RSPB Saltholme, the popular nature reserve, between Stockton-on-Tees and Hartlepool, is celebrating the success of two marsh harrier chicks fledging this summer. Thanks to the hard work of the team in managing the reedbed habitat, the birds have bred on the site for the first time since it opened in 2009.
Marsh harrier populations declined in the 1970s due to a chemical called DDT, used to control pests, entering the food chain and poisoning the birds. The RSPB campaigned to have DDT banned and succeeded, which resulted in the population of marsh harriers and other birds of prey increasing and using reserves such as RSPB Saltholme to raise their chicks.
Ed Pritchard, RSPB Saltholme’s Warden said: “It is great to have a successful pair of breeding marsh harriers here. They are frequent visitors and are often seen flying low over the reedbed but to have them make it their home is very exciting.”
RSPB Saltholme has a whole host of birds of prey using the reserve all year round and to raise awareness they are hosting a Bird of Prey event on Saturday 10th August from 10.30am – 1.30pm. There will be a programme of talks, family activities, a tombola and the opportunity to find out more about some of the UK’s most threatened birds, including the hen harrier.

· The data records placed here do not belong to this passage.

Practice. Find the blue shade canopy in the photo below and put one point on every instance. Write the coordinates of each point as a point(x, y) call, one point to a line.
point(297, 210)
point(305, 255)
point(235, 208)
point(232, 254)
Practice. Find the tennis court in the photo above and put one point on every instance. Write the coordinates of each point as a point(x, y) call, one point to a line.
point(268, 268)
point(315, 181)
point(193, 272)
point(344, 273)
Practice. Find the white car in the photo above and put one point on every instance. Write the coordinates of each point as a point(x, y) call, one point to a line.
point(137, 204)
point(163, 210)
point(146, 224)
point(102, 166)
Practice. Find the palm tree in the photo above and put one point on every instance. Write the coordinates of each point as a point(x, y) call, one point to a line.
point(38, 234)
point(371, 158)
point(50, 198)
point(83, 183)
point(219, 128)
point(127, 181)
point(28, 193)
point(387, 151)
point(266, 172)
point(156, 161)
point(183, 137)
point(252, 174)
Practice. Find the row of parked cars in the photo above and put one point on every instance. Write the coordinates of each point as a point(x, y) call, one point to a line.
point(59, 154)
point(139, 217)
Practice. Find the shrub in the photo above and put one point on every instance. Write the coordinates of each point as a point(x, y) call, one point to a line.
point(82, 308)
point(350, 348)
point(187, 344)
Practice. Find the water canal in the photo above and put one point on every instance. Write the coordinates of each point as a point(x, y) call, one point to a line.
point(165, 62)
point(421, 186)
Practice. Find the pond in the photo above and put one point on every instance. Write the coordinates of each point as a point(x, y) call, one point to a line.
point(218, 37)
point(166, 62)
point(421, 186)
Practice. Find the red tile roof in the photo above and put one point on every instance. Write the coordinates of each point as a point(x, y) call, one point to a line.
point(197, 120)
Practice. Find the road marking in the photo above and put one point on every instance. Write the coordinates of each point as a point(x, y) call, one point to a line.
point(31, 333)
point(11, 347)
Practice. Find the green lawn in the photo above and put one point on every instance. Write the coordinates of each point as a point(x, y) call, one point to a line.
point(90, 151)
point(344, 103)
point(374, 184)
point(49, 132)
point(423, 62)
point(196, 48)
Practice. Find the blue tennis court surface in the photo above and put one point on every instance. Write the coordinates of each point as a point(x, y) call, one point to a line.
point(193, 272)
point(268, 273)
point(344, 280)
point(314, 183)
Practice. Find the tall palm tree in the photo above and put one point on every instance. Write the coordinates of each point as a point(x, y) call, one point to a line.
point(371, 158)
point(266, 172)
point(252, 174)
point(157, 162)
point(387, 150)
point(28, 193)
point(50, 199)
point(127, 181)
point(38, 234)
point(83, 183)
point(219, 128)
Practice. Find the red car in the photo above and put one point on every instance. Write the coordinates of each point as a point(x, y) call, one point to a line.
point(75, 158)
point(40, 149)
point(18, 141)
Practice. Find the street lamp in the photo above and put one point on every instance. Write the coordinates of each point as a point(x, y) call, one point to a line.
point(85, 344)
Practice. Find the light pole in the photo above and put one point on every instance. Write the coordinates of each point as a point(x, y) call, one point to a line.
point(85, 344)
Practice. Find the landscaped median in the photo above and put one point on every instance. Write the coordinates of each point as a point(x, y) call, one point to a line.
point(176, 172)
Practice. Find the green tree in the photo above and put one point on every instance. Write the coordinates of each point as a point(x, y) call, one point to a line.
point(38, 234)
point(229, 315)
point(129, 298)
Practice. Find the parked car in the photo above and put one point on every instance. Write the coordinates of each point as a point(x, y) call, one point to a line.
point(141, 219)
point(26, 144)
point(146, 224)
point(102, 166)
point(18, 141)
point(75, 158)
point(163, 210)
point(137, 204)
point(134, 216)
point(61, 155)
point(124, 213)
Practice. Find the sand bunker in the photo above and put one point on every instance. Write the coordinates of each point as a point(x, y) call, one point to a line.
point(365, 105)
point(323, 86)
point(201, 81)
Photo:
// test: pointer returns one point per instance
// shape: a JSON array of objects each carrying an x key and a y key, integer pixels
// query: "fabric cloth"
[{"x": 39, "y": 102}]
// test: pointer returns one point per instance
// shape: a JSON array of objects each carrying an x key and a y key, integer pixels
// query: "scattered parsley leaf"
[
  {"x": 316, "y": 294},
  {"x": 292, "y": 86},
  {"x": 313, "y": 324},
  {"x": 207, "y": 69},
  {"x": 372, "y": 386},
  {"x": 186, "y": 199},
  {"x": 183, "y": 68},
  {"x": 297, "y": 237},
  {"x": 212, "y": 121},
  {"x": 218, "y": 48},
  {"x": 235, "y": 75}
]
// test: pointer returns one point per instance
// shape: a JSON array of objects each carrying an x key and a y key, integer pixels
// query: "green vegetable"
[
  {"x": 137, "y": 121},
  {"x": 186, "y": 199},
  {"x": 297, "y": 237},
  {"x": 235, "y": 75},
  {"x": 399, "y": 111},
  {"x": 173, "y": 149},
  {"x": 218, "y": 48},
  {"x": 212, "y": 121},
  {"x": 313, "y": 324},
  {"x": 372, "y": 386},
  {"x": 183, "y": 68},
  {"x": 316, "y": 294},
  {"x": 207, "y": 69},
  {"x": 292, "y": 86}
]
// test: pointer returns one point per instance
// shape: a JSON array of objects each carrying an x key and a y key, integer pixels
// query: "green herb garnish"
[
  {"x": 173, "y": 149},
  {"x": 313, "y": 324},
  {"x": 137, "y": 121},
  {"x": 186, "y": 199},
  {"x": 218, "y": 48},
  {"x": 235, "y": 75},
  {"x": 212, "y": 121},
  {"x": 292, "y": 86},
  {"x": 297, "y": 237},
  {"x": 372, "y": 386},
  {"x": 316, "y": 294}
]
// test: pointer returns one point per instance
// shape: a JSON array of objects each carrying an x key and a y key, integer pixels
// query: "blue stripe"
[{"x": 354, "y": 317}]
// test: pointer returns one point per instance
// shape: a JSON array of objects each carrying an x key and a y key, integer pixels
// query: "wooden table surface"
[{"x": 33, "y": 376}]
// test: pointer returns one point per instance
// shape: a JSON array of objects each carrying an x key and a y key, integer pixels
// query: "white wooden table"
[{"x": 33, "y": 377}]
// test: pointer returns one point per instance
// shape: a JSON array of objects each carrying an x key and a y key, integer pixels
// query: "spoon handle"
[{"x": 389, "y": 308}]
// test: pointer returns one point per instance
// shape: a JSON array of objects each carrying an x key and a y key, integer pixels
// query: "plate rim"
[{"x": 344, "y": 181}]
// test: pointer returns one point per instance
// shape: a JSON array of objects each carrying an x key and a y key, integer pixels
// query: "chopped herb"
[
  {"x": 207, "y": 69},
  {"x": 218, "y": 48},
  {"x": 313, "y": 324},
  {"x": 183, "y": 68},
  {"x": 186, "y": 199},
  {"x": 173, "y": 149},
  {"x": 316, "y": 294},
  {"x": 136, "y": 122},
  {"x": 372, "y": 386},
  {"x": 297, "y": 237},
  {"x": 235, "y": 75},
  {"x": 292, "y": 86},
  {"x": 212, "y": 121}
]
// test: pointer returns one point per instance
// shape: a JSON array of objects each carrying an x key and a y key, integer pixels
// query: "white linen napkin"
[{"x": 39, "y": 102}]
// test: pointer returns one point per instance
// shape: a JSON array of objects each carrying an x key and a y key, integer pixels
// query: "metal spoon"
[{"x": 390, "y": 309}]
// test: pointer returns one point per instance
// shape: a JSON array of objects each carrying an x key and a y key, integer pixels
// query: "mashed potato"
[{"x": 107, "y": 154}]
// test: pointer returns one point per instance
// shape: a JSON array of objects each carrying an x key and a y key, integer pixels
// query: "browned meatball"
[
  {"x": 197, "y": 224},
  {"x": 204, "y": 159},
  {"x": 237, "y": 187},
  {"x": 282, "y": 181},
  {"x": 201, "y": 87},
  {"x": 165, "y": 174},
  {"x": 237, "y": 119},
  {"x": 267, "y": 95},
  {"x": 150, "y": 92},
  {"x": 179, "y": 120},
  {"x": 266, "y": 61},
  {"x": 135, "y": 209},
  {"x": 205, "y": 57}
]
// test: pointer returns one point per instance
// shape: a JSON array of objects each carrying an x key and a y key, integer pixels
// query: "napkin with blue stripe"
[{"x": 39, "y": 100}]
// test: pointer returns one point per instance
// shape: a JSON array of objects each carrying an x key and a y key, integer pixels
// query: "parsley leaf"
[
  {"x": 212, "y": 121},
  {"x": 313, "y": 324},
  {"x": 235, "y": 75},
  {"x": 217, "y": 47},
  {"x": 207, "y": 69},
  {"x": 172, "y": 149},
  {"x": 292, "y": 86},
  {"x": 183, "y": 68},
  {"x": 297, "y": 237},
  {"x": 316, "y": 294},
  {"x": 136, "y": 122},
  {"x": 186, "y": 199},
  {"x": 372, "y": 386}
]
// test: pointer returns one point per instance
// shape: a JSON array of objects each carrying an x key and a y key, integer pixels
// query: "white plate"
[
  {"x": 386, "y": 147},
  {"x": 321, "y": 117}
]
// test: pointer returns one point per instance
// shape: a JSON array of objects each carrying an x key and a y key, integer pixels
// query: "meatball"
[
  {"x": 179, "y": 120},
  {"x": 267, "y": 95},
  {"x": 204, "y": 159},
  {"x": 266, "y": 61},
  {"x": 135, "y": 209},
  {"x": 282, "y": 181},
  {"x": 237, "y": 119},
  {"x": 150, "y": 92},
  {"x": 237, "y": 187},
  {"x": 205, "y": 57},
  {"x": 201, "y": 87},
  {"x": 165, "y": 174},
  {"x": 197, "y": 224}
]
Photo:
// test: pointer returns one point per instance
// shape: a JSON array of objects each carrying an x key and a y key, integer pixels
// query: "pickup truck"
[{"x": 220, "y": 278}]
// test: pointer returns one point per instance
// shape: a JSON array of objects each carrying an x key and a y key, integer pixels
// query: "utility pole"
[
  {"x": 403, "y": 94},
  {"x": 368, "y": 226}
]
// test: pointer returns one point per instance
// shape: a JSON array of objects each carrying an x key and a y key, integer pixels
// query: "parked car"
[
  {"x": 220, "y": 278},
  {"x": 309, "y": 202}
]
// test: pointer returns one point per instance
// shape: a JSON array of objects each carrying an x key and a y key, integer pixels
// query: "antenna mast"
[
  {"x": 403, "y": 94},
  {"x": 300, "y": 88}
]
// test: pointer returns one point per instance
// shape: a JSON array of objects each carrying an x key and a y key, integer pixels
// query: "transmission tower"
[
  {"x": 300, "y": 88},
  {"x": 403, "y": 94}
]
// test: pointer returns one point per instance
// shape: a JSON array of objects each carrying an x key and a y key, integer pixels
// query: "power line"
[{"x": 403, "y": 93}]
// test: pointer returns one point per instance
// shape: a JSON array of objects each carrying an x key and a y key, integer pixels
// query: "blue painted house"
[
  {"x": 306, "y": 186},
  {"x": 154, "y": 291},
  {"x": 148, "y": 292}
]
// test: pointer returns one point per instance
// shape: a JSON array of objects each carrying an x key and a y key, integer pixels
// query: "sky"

Aimée Lee, RSPB Saltholme’s Visitor Experience Manager said: “Events such as Bird of Prey Day are vital to educate people about the struggle some of our birds of prey, such as the hen harrier, face in the UK. We were overjoyed to see marsh harrier and hen harrier using the site this year, but they’re still at risk from illegal persecution. By raising awareness of how brilliant these birds are, we hope to protect them.”
The talk sessions are free to attend and will be based on a first come first served basis. Usual entry fees apply if exploring the wider reserve.
Saltholme is open from 9.30am - 5.00pm from 1 April – 31 October and 9.30am - 4.00pm from 1 November – 31 March and is open every day apart from Christmas day.